クールな彼の甘い融点~とろけるほど愛されて~


「さっきの……軽い恋愛しかできないとかそういう話。そうなのかなっていうのは、私もあとから気づきましたけど……でも、そんなこと言われたら、余計にこじ開けたくなるじゃないですか」

「こじ開けたく……?」
「軽い恋愛しかできないなんて、きっと過去になにかしらの大事件があったに決まってます! だったら、トラウマだかなんだか知らないけど、その理由を調べて、そして知ったあと、自分だけは特別になりたくなるのが、人の性ってもんです!」

ぐっと顔を上げて言う井村さんを見て、ガッツがあるな……と感心してしまう。

自分に自信があるのに振られたりしたら、プライドだとかも傷ついただろうし、傷ついたなら、それを深手にしたくないって考えそうなものなのに。

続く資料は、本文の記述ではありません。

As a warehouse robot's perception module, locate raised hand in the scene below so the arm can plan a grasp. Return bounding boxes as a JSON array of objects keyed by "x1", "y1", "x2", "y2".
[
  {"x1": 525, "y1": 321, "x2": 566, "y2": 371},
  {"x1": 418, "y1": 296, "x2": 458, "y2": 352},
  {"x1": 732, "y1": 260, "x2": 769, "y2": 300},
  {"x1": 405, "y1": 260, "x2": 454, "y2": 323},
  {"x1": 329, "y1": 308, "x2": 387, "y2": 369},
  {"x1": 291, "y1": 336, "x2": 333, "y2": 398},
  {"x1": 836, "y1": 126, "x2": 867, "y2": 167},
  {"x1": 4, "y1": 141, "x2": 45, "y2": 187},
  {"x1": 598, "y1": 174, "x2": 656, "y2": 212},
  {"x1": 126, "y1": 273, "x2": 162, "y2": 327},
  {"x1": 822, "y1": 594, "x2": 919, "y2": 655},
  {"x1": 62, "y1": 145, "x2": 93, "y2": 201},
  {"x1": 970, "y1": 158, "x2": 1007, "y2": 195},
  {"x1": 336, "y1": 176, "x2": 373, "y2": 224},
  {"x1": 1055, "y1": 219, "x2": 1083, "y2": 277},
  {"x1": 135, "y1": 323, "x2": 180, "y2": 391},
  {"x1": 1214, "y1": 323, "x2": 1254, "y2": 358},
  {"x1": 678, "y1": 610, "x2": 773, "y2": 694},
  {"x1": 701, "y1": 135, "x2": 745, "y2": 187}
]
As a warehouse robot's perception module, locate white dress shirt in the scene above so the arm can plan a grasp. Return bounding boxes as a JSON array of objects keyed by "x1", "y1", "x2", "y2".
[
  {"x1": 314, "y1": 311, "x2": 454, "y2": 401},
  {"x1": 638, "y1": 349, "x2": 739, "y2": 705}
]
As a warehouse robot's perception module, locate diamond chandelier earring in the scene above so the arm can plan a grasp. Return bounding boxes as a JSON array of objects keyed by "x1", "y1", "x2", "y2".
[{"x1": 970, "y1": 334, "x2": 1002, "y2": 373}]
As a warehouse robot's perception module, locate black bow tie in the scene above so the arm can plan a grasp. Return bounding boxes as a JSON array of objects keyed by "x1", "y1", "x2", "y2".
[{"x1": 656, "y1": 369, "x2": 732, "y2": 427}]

井村さんは可愛いから、なんとなくすぐ次の恋愛にいきそうなイメージを持ってしまっていたけど……どうやら違ったらしい。

それにしても、あんなこと言われたのに、まだ倉沢さんをどうにかしようとするなんてすごいな……。

尊敬にも近い感情を抱いていると、井村さんが続ける。

「それに、私可愛いから、近くにいたらそのうちほだされる可能性もあるし」
「……なるほど」
「好きになってから、何度か待ち伏せして話しかけたりしてたから、そろそろいいかなーと思って告白したのに……時期を見誤りました」

ガッカリした顔で言う井村さんに、そろそろお会計してもらえないかと思う。

カウンター上に放置されたパックのフルーツジュースは、汗をかき始めていた。